# ECS 2010 baby yeah!



## Ghazanfar Ghori (Jan 27, 2004)

ECS is being held in Copenhagen this year, Sept 24th-26th. 
I'm going! Trying to squeeze in a trip to Tropica while I'm there (fingers crossed).

Its gonna be AWESOME!


----------



## looking4roselines (May 10, 2008)

nice dude. make sure to bring back lots of goodies.


----------



## Tex Gal (Nov 1, 2007)

I hate to be dumb, but what's ECS?


----------



## Ghazanfar Ghori (Jan 27, 2004)

European Crypt Society meeting.
Went in 2007 the first time (and only time)
http://kryptokoryne.aquaticscape.com/2007/10/

If you go through those pics - you'll recognize a plant there. That pot right there is the 'mother' of all of it in the US.


----------



## Tex Gal (Nov 1, 2007)

What a fun thing to go to. I recognized quite a few plant there. Does it meet every year. How would an uneducated to crypts. person do there?


----------



## Chuukus (Sep 24, 2009)

What would someone have to do to recieve an invitation?

This looks like an amazing opportunity to see and learn how grow some rare species.


----------



## Ghazanfar Ghori (Jan 27, 2004)

Tex Gal said:


> What a fun thing to go to. I recognized quite a few plant there. Does it meet every year. How would an uneducated to crypts. person do there?


You would come back a crypt-nut! LOL!


----------



## Ghazanfar Ghori (Jan 27, 2004)

Chuukus said:


> What would someone have to do to recieve an invitation?
> 
> This looks like an amazing opportunity to see and learn how grow some rare species.


I think the first time I attending, I just emailed Jan. We'd already met since we'd had him over as a speaker at the AGA convention. If you'd like to attend let me know.


----------



## ddavila06 (Jan 31, 2009)

awesome! i hope you bring some really nice goodies!!!


----------



## bigstick120 (Mar 8, 2005)

Yeah!!!! Have fun!
This is great of the plant community! Honestly, its how we get cool plants, as you can see from GGs link. Are you speaking at the ECS? I thought that was a requirement of attending?


----------



## junglemike (Aug 3, 2007)

Please share your pictures after coming back.....enjoy your trip.


----------



## Kai Witte (Jan 30, 2006)

The ECS meetings are very informal and low-key to keep it focused on crypts and exchanging info.



> Are you speaking at the ECS? I thought that was a requirement of attending?

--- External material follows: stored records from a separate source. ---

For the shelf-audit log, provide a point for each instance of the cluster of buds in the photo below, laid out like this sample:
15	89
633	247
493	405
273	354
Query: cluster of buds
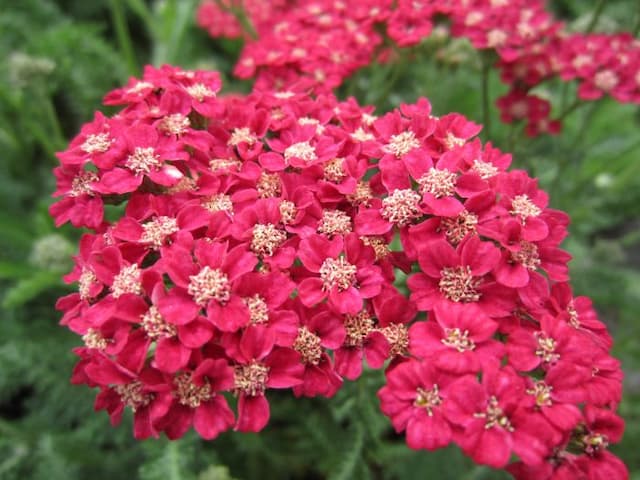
325	41
240	244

Everybody is expected to contribute but this need not be an extravagant multimedia presentation. From people attending the first time we'd certainly be interested to hear about their experiences with crypts as well as see pics of their tanks and other set-ups. Needless to say, most crypt nuts are also interested in other aroids and plants in general. So, expect to see a few other plants as well as pics from collecting trips, etc.

See you in Copenhagen!


----------



## Kai Witte (Jan 30, 2006)

BTW, here's the link for the meeting: http://www.xs4all.nl/~crypts/Cryptocoryne/ECS2010.html
If you can't make it this year but may be interested to attend 2011, email me.

Does any participant from overseas need phytosanitary certificates?

Since Niels can't provide them, I'd be willing to organize certificates and shipping from Germany. (Well, a limited number of packages, hopefully... ;o)

Please let me know ASAP - you may have to do some homework (applying for permits in advance) depending on your country's legislation: Singapore no prior permit needed (AFAIK); time for the US procedure is already running out but there's an established German-US link which could probably utilized to ship crypts.


----------